We would wager it is same for all of you, the disappointments stay with you longer than the successes and it's a good thing, for it drives you to get better rather than to be content.
Luckily for Gundy, he doesn't face a lot of adversity. It is in part because of the approach he has created at the school where he once was quarterback.
"We don't really get out of our box much at Oklahoma State," he said. "We have a culture and a philosophy and a system we believe in. We believe in being tough. We believe in being mentally and physically tough across the board. We try to put our players in situations that game days are not unlike what they've been through in practice."

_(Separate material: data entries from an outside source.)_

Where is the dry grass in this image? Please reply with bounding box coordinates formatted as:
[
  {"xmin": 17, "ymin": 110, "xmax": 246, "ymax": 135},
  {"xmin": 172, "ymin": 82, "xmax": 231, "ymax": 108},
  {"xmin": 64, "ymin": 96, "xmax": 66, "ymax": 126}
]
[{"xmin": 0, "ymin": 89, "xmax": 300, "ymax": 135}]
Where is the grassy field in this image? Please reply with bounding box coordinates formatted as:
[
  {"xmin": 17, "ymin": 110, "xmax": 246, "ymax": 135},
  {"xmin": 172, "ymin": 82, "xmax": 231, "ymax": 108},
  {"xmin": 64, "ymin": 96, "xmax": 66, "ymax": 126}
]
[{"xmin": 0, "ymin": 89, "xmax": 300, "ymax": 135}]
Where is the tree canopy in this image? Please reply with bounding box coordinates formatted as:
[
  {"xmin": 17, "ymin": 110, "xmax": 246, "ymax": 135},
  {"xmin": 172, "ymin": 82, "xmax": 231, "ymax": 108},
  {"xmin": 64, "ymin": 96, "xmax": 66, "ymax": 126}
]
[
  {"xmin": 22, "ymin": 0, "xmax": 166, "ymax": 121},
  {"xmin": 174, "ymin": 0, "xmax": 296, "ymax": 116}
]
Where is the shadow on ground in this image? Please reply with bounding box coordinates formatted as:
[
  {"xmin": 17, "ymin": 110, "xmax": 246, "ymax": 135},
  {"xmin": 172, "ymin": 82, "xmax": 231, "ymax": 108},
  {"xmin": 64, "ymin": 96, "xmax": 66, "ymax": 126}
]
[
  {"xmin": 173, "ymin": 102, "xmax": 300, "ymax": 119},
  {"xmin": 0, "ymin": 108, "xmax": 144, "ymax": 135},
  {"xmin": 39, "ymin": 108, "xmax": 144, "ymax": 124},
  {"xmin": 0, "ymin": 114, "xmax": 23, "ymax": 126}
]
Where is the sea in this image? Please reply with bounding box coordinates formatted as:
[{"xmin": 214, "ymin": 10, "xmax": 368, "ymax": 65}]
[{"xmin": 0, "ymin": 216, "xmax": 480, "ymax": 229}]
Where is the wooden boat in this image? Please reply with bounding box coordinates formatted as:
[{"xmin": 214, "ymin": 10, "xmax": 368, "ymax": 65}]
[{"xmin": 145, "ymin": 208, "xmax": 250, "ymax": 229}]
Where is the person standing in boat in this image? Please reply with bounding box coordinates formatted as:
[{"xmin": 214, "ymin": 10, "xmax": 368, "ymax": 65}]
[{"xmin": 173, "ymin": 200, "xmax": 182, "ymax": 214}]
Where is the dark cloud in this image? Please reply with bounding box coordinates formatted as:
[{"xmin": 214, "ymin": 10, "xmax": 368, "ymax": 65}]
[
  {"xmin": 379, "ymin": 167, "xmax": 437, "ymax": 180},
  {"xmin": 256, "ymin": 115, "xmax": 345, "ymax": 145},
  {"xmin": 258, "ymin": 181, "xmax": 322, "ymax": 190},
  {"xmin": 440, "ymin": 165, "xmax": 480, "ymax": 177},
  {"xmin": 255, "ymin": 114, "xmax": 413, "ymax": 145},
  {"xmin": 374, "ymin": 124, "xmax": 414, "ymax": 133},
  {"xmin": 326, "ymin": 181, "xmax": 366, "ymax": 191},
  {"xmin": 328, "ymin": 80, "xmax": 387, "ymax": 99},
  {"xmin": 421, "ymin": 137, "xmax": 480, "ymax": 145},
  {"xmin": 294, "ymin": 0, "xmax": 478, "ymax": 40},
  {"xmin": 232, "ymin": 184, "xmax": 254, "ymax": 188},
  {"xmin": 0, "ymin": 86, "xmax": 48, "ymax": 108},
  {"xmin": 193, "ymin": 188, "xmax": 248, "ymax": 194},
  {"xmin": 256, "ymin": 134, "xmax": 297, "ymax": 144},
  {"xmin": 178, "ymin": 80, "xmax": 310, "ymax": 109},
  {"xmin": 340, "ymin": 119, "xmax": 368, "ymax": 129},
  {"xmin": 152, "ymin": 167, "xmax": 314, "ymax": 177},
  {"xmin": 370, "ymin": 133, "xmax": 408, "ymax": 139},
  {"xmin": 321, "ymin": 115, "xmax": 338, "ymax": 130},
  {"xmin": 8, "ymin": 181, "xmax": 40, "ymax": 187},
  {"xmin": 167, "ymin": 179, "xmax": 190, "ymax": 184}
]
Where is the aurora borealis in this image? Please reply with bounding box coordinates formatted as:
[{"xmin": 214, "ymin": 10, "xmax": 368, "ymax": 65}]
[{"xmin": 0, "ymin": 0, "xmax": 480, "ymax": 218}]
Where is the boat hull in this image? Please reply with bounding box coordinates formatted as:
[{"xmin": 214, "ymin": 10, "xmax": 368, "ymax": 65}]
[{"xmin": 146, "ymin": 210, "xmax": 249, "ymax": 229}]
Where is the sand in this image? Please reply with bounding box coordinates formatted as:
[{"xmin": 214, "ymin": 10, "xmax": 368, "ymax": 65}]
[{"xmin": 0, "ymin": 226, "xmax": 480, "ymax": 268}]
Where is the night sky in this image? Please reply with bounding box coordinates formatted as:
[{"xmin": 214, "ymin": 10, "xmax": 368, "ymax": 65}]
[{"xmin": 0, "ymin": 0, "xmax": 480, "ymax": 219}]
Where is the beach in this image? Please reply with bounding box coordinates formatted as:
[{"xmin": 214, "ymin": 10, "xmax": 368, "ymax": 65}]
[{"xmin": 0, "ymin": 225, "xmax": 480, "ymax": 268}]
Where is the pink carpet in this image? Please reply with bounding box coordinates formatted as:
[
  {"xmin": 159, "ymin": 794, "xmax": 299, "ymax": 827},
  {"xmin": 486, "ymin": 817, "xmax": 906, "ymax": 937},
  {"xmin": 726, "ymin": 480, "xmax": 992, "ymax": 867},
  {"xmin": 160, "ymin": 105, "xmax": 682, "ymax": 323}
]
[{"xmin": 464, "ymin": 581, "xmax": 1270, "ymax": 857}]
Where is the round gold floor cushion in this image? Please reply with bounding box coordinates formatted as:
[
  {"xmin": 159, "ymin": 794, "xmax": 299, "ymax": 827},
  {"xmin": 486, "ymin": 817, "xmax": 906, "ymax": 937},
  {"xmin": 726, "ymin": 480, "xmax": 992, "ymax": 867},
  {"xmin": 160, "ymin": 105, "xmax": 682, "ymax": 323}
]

A college football player's life has changed much over the past couple of years, just as has all of ours with the pandemic and the economy and politics. There are all kinds of distractions.
Mountaineer coach Neal Brown believes that one of his players' biggest challenges is keeping their eye on what's important.
"A lot of our preparation for our players is about time management because we feel like the thing that everybody has the same is the same amount of time, and how you manage that is a real differential in the success of each individual," he said.
One question lingers over all you do, in life or in sports.
How do you evaluate success? It has to be different for Brent Venable, at perennial champion Oklahoma, and Lance Leipold, at perennial last place finisher Kansas.
"It's an excellent question," Leipold said. "You know, I think what we're really saying is sometimes how are you going to measure progress when it's not showing up in the win and loss column all the time.
"We understand and we emphasize, as well, we're not in the moral victory business, and we understand that completely. But we're always looking at, whether it be individual improvement in certain things, how we've gone about our daily business and really how we've connected dots with our players about becoming better holistically, whether it be weight room or academically and better leadership, better teammates, that these things are going to stack upon themselves and help us on game day."